OpenccNetLib 1.0.3
dotnet add package OpenccNetLib --version 1.0.3
NuGet\Install-Package OpenccNetLib -Version 1.0.3
<PackageReference Include="OpenccNetLib" Version="1.0.3" />
<PackageVersion Include="OpenccNetLib" Version="1.0.3" />
<PackageReference Include="OpenccNetLib" />
paket add OpenccNetLib --version 1.0.3
#r "nuget: OpenccNetLib, 1.0.3"
#:package OpenccNetLib@1.0.3
#addin nuget:?package=OpenccNetLib&version=1.0.3
#tool nuget:?package=OpenccNetLib&version=1.0.3
OpenccNet
OpenccNetLib is a fast and efficient .NET library for converting Chinese text, offering support for Simplified ↔ Traditional, Taiwan, Hong Kong, and Japanese Kanji variants. Built with inspiration from OpenCC, this library is designed to integrate seamlessly into modern .NET projects with a focus on performance and minimal memory usage.
Table of Contents
Features
- Fast, multi-stage conversion using static dictionary caching
- Supports:
- Simplified ↔ Traditional Chinese
- Traditional (Taiwan) ↔ Simplified/Traditional
- Traditional (Hong Kong) ↔ Simplified/Traditional
- Japanese Kanji Shinjitai ↔ Traditional Kyujitai
- Optional punctuation conversion
- Thread-safe and suitable for parallel processing
- .NET Standard 2.0 compatible
Installation
- Add the library to your project via NuGet or reference the source code directly.
- Add required dependencies of dictionary files to library root.
dicts\dictionary_maxlength.zstd
Default dictionary file.dicts\*.*
Others dictionary files for different configurations.
Install via NuGet:
dotnet add package OpenccNetLib
Or, clone and include the source files in your project.
Usage
Basic Example
using OpenccNetLib;
var opencc = new Opencc("s2t"); // Simplified to Traditional
string traditional = opencc.Convert("汉字转换测试");
Console.WriteLine(traditional);
// Output: 漢字轉換測試
Supported Configurations
Config | Description |
---|---|
s2t | Simplified → Traditional |
t2s | Traditional → Simplified |
s2tw | Simplified → Traditional (Taiwan) |
tw2s | Traditional (Taiwan) → Simplified |
s2twp | Simplified → Traditional (Taiwan, phrases) |
tw2sp | Traditional (Taiwan, phrases) → Simplified |
s2hk | Simplified → Traditional (Hong Kong) |
hk2s | Traditional (Hong Kong) → Simplified |
t2tw | Traditional → Traditional (Taiwan) |
tw2t | Traditional (Taiwan) → Traditional |
t2twp | Traditional → Traditional (Taiwan, phrases) |
tw2tp | Traditional (Taiwan, phrases) → Traditional |
t2hk | Traditional → Traditional (Hong Kong) |
hk2t | Traditional (Hong Kong) → Traditional |
t2jp | Traditional Kyujitai → Japanese Kanji Shinjitai |
jp2t | Japanese Kanji Shinjitai → Traditional Kyujitai |
Example: Convert with Punctuation
var opencc = new Opencc("s2t");
string result = opencc.Convert("“汉字”转换。
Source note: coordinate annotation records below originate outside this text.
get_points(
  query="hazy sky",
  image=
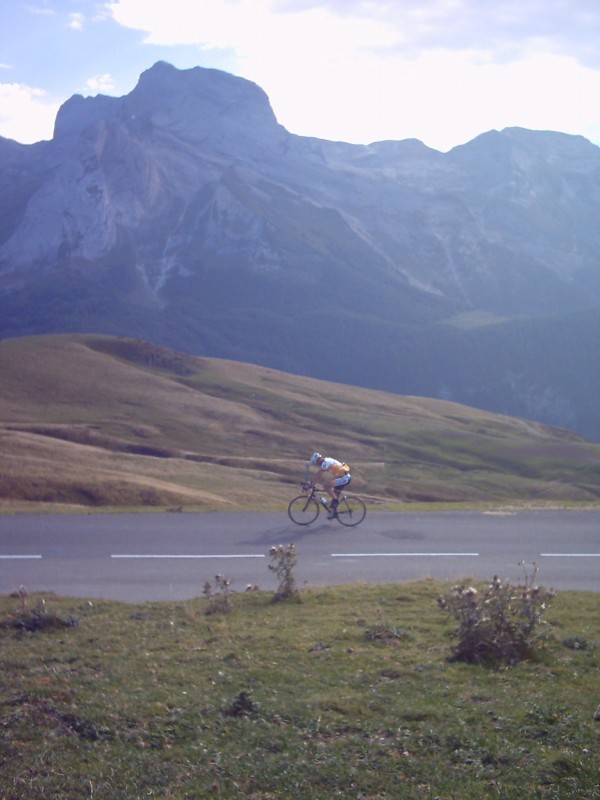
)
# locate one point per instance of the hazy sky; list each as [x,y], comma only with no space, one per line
[442,71]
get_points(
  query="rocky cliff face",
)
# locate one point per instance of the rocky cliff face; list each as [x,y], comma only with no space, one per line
[184,213]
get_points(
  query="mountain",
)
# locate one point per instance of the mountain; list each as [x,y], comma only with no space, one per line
[103,421]
[184,214]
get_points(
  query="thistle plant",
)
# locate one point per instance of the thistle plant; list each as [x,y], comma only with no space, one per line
[218,595]
[499,624]
[283,560]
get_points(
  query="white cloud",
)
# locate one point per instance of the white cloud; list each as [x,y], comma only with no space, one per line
[101,84]
[76,21]
[24,110]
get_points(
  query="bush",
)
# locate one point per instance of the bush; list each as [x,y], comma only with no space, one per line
[283,560]
[218,595]
[498,625]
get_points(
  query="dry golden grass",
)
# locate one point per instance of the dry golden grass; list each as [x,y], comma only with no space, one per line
[98,421]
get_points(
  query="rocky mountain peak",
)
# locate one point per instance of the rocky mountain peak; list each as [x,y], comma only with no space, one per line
[184,213]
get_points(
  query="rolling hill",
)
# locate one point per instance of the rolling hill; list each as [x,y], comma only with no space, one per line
[99,421]
[184,214]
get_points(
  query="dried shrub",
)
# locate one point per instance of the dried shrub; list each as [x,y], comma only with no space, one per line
[499,624]
[37,619]
[283,560]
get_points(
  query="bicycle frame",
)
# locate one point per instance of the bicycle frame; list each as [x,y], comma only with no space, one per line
[304,509]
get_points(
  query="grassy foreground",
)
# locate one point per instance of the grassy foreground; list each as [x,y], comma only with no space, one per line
[348,693]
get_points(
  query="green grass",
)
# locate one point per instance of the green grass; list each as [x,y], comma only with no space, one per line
[348,693]
[101,422]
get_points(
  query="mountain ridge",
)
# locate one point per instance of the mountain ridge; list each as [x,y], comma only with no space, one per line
[183,213]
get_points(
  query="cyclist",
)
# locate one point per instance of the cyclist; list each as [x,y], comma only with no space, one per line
[333,475]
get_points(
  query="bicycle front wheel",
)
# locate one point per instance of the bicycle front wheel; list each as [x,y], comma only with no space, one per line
[351,511]
[303,510]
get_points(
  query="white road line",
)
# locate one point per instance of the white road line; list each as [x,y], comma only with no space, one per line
[400,555]
[17,557]
[570,555]
[146,555]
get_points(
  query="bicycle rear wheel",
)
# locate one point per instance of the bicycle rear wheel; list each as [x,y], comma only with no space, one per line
[351,511]
[303,510]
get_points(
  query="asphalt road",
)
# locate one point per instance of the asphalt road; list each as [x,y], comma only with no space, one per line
[169,556]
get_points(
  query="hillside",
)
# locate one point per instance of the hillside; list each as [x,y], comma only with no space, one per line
[106,422]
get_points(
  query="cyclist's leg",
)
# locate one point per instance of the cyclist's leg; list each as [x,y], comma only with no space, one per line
[338,485]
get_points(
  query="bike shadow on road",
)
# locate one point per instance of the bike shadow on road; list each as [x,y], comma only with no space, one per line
[291,534]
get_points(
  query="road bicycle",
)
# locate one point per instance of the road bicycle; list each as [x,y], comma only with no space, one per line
[305,508]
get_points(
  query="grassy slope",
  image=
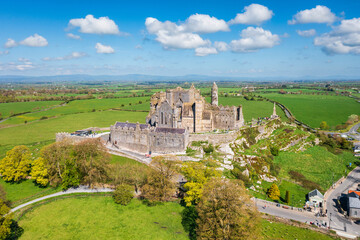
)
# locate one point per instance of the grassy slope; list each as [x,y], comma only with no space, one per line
[251,109]
[101,218]
[312,109]
[37,132]
[19,107]
[316,164]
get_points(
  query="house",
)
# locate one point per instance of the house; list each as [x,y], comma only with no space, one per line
[316,199]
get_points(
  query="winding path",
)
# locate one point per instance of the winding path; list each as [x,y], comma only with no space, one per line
[81,189]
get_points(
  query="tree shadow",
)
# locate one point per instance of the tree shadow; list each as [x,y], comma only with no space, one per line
[189,216]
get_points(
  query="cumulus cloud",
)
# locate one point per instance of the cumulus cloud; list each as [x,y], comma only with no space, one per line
[73,36]
[202,23]
[319,14]
[73,55]
[34,41]
[221,46]
[104,48]
[306,33]
[204,51]
[253,14]
[253,39]
[344,39]
[89,24]
[173,36]
[10,43]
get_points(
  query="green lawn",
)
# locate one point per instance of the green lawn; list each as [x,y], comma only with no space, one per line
[100,218]
[316,164]
[115,159]
[275,230]
[19,107]
[251,109]
[35,133]
[313,109]
[17,192]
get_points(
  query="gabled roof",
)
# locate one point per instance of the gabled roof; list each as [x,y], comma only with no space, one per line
[170,130]
[314,193]
[354,202]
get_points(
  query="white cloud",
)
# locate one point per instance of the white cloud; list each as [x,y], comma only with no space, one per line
[10,43]
[73,55]
[34,41]
[306,33]
[4,52]
[319,14]
[73,36]
[89,24]
[173,36]
[104,48]
[204,51]
[253,14]
[221,46]
[253,39]
[344,39]
[202,23]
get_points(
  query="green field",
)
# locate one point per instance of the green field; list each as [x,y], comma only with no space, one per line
[316,164]
[251,109]
[99,217]
[20,107]
[313,109]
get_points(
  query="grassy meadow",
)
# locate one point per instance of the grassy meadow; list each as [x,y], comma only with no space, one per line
[313,109]
[98,217]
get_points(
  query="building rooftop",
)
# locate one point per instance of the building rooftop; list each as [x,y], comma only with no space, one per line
[170,130]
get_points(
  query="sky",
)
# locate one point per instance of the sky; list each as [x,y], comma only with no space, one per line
[173,38]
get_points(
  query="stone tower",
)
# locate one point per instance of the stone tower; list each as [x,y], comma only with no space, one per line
[274,115]
[214,95]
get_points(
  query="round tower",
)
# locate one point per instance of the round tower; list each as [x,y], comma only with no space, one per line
[214,95]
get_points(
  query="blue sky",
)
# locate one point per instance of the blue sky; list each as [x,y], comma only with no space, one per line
[267,39]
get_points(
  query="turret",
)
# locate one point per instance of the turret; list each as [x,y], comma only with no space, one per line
[214,95]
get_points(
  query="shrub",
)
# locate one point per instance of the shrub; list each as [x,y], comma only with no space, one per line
[274,150]
[123,194]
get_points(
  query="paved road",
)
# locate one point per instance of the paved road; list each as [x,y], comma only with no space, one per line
[338,221]
[295,214]
[80,189]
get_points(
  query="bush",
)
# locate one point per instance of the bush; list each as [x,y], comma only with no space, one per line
[208,149]
[275,150]
[123,194]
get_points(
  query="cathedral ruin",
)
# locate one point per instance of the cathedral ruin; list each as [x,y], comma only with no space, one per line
[186,108]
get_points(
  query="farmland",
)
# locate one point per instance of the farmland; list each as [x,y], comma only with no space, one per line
[313,109]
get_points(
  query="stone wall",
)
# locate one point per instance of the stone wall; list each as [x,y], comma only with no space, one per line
[214,138]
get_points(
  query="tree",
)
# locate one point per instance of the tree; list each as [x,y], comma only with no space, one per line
[274,150]
[273,192]
[324,125]
[60,162]
[287,197]
[16,165]
[196,175]
[160,185]
[226,212]
[92,160]
[39,172]
[5,220]
[123,194]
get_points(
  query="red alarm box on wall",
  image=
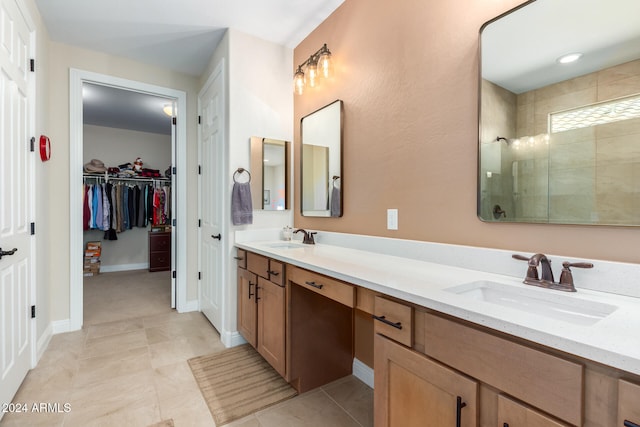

", punctuation: true);
Console.WriteLine(result);
// Output: 「漢字」轉換。
Example: Switching Config Dynamically
using OpenccNetLib;
var opencc = new Opencc("s2t");
// Initial conversion
string result = opencc.Convert("动态切换转换方式");
Console.WriteLine(result); // Output: 動態切換轉換方式
// Switch config using string
opencc.Config = "t2s"; // Also valid: opencc.SetConfig("t2s")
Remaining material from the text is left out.